Thomas Jefferson, College Loan Deadbeat
There's not much discussion of Thomas Jefferson as a shirker of fiscal responsibility, but this statue just screams to have a particular story brought up.
The bronze statue was a gift from the University of Virginia (the college Jefferson founded in 1819) to the College of William & Mary (the college Jefferson attended from 1760-62). While he was a student, William and Mary was not the premier institution of world-class education that it is today, and later Jefferson occasionally disparaged his alma mater.

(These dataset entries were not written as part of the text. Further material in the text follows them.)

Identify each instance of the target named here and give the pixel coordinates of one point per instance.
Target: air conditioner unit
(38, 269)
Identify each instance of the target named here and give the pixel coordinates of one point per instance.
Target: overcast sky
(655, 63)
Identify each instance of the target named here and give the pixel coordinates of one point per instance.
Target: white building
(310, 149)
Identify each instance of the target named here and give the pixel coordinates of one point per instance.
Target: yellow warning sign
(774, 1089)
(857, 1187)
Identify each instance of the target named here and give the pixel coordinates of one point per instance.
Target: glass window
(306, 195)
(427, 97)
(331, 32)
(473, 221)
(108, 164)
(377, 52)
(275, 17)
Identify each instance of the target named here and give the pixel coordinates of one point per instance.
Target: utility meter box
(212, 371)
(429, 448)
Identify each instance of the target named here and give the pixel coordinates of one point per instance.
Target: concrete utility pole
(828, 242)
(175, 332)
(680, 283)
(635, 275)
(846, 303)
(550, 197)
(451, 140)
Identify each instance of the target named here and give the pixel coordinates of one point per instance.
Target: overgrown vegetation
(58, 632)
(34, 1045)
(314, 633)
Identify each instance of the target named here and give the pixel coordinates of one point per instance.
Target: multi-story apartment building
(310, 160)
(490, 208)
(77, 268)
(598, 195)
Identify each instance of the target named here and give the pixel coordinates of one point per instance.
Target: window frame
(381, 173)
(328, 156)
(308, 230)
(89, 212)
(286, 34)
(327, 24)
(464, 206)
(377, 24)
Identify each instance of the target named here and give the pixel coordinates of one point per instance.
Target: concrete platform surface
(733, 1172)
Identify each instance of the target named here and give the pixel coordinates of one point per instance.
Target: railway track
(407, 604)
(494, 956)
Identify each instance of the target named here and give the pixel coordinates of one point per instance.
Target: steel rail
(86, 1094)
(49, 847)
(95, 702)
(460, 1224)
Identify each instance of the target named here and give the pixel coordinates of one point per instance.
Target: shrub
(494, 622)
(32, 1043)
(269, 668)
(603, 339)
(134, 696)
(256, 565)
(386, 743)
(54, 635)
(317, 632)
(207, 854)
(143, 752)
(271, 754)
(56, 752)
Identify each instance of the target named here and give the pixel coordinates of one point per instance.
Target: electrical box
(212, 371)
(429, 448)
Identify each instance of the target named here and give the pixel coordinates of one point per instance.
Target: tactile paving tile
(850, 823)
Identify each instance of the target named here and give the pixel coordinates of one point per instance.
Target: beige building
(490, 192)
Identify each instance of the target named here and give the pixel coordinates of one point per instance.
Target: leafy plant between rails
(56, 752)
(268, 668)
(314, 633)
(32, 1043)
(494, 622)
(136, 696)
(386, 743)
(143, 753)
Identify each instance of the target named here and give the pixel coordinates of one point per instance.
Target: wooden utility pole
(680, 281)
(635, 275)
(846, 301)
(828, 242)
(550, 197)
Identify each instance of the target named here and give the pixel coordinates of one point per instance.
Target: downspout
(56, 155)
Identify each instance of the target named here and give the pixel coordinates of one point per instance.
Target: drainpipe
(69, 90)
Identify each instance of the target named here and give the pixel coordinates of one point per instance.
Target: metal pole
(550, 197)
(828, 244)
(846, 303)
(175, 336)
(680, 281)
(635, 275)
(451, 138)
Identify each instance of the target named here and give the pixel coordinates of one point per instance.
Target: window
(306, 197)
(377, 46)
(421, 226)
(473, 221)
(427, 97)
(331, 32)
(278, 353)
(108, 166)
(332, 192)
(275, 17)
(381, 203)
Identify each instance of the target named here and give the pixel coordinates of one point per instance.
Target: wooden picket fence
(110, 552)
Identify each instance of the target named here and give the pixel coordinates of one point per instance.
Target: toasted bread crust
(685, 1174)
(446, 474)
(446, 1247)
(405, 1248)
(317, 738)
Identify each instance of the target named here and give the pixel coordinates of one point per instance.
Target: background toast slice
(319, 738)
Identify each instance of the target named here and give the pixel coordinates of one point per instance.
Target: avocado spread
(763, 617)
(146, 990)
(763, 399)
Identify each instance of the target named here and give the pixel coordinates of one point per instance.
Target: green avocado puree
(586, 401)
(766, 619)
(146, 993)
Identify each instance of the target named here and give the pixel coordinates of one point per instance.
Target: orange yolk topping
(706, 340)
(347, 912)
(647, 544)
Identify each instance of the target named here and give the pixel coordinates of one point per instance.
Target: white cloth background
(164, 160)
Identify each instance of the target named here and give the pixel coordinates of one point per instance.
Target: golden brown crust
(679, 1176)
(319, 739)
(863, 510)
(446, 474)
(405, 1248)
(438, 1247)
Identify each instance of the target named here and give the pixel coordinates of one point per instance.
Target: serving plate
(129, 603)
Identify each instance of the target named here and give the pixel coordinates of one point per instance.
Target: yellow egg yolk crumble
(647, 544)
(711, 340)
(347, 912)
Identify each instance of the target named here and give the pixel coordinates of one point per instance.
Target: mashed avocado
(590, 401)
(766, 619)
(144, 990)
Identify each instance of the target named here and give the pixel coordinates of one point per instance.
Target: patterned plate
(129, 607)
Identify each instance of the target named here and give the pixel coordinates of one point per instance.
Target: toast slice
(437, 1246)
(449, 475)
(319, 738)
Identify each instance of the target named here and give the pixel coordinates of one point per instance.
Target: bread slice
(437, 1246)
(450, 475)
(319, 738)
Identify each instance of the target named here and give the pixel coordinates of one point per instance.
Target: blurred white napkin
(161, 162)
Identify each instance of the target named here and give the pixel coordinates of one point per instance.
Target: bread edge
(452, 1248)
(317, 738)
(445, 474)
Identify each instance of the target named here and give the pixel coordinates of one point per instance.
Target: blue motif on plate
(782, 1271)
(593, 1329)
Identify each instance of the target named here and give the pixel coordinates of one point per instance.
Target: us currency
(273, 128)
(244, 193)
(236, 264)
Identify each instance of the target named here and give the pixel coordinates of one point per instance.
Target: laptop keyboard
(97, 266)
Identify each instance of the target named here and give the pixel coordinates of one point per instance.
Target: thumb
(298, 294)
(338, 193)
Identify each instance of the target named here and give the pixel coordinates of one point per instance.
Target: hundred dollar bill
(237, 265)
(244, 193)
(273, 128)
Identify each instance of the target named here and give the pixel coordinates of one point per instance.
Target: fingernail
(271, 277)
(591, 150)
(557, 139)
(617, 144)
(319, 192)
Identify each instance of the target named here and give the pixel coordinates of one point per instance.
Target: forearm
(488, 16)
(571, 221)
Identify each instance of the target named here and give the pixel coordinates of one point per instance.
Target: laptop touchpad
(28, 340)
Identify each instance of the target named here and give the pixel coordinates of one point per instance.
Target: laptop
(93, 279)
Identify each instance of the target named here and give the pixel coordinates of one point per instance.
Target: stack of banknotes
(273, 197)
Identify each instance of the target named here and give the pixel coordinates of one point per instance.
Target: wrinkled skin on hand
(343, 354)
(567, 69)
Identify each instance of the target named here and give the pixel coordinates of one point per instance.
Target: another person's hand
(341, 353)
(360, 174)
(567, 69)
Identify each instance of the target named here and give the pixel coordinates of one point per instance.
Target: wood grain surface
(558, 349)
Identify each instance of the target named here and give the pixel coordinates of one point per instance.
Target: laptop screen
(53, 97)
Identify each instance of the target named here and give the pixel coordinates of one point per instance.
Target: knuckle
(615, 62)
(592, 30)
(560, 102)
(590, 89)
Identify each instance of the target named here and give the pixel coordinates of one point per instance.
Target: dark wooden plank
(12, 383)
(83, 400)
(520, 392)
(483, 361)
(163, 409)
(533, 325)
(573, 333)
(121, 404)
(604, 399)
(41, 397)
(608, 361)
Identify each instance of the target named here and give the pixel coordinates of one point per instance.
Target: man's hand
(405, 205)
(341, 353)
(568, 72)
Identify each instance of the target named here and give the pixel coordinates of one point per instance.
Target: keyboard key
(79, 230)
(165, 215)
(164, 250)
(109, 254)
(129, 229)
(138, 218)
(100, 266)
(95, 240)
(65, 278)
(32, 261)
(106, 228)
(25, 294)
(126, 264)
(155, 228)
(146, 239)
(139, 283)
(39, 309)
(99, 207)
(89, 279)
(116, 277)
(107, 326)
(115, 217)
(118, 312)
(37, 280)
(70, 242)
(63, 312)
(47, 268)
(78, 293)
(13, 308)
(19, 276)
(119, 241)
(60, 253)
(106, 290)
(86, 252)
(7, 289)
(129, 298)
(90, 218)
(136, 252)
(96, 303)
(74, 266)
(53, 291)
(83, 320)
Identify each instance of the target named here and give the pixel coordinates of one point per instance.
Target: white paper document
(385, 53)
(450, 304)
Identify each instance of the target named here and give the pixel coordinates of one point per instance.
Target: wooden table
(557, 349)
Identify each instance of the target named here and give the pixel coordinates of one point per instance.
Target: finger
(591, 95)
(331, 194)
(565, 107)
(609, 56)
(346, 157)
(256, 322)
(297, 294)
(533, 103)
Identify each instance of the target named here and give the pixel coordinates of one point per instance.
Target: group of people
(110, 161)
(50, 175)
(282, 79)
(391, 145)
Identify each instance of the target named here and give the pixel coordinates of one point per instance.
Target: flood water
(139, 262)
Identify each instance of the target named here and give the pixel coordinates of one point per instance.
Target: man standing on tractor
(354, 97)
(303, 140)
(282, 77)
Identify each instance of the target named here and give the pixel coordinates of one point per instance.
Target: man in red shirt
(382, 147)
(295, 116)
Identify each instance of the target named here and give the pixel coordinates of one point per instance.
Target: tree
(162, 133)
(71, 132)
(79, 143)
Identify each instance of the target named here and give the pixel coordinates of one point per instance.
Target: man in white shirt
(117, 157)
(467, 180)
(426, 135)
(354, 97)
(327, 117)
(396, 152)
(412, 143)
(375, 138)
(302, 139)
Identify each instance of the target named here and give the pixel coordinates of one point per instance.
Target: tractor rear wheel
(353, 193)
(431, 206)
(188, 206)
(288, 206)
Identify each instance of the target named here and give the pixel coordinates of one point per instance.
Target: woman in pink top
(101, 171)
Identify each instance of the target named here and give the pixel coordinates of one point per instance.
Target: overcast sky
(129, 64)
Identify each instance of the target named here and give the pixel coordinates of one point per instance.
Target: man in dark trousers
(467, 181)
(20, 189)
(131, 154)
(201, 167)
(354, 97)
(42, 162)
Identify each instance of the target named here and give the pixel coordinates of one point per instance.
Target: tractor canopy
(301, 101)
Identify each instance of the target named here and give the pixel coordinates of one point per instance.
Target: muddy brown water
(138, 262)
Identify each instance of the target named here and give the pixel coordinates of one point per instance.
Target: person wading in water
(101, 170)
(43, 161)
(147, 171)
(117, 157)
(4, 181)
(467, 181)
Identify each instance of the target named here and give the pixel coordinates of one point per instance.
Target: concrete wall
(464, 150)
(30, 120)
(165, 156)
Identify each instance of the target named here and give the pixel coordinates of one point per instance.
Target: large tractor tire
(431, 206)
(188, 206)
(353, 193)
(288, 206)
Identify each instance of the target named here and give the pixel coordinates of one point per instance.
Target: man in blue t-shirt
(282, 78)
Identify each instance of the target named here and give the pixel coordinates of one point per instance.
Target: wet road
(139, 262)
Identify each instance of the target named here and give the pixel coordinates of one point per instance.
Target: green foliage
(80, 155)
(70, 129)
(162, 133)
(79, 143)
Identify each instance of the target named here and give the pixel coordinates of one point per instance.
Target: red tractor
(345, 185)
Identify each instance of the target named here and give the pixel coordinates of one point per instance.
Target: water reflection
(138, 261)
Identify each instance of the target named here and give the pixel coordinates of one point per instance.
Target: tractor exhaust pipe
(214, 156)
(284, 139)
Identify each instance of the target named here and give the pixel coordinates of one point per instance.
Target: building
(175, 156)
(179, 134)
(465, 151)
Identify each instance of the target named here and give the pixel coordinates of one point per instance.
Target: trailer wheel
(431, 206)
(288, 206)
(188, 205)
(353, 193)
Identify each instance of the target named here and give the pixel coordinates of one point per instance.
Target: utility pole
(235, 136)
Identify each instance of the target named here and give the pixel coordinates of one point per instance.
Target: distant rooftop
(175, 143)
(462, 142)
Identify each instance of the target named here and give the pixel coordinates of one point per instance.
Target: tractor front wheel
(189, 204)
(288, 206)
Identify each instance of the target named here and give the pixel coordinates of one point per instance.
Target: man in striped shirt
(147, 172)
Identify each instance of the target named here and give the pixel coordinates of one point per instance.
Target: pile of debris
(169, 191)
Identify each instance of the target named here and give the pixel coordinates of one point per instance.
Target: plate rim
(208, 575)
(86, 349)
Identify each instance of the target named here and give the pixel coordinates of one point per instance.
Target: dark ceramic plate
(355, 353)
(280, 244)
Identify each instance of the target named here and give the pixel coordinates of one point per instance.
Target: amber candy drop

Still, that didn't mean there weren't a few benefits attached to a W&M sheepskin. In 1823, Jefferson managed to borrow $24,000 -- a fifth of W&M's small endowment -- to address his myriad financial woes. Then he stiffed 'em, never repaid the loan. Then he died, and his heirs ignored the debt, since William & Mary didn't have much political clout. After the Civil War, the college fell on hard times and closed in 1882 for six years. Just three years earlier, the proceeds of the sale of Jefferson's Shadwell plantation paid back less than half of the original loan, and half a century late.
Now time-travel forward to 1992, and there's the University of Virginia generously donating a statue of everyone's favorite writer of the Declaration of Independence to the College of William and Mary. At the dedication, UVA's president mentioned the debt and hoped it would now be forgiven.
Twenty years further on, and Jefferson's original debt seems like small potatoes -- about what it costs an in-state student for one W&M year of study. But even if you spend that year inventing a cipher wheel and an improved swivel chair, then write the Declaration of Independence Turbo Edition... you still don't get to ignore your college loan.
The plaque beneath the statue quotes Jefferson: "I look to the diffusion of light and education as the resource most to be relied on for ameliorating the condition, promoting the virtue and advancing the happiness of man."
But the statue's pose says to us something closer to: "A debt, you say? Isn't seeing me as a statue payment enough?"